We know air can lose its oxygen to chemical reactions with surrounding rock and to rotting organic matter, but it will be months before provincial investigators better understand what caused so much heavy, oxygen-deficient air to pool inside the shed’s enclosed space.

The first impression is that there was a sudden release of bad air from a collapsing air pocket inside the mine-waste dump that fed directly into the shed.

But what is certain right now is that proper monitoring and ventilation can negate any of these problems, and all workers and emergency personnel active at a decommissioned mine site must be made aware of these hazards, as a rare as they thankfully are.

On May 29, more than 2,000 people, including some 1,000 RCMP, paramedics, firemen and other emergency services workers from around Canada and the U.S., gathered in Kimberley for a memorial service for the fallen four.
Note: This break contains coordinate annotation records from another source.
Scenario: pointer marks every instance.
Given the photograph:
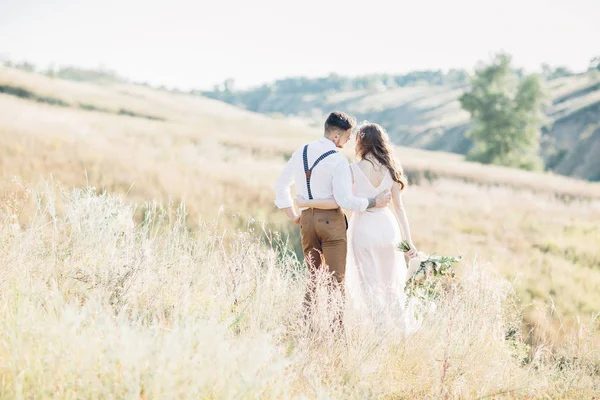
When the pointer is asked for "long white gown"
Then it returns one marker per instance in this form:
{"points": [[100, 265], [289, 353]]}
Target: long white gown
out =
{"points": [[375, 268]]}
The service included a 1.8-km procession through town led by pipers and two ambulances draped in black cloth.

In attendance were B.C.’s lieutenant-governor Iona Campagnolo and minister of state for mining Bill Bennett, who vowed that “we will get to the bottom of this terrible tragedy, and do whatever has to be done to ensure it never happens again.”

The Sullivan lead-zinc mine was one of the grand old dames of Canadian mining, and only closed in December 2001 after 92 years of operation. In that time, at least 73 lives were lost in mining accidents, or about four victims every five years. What a shame this terrible math has continued into Sullivan’s deceptively tranquil reclamation phase.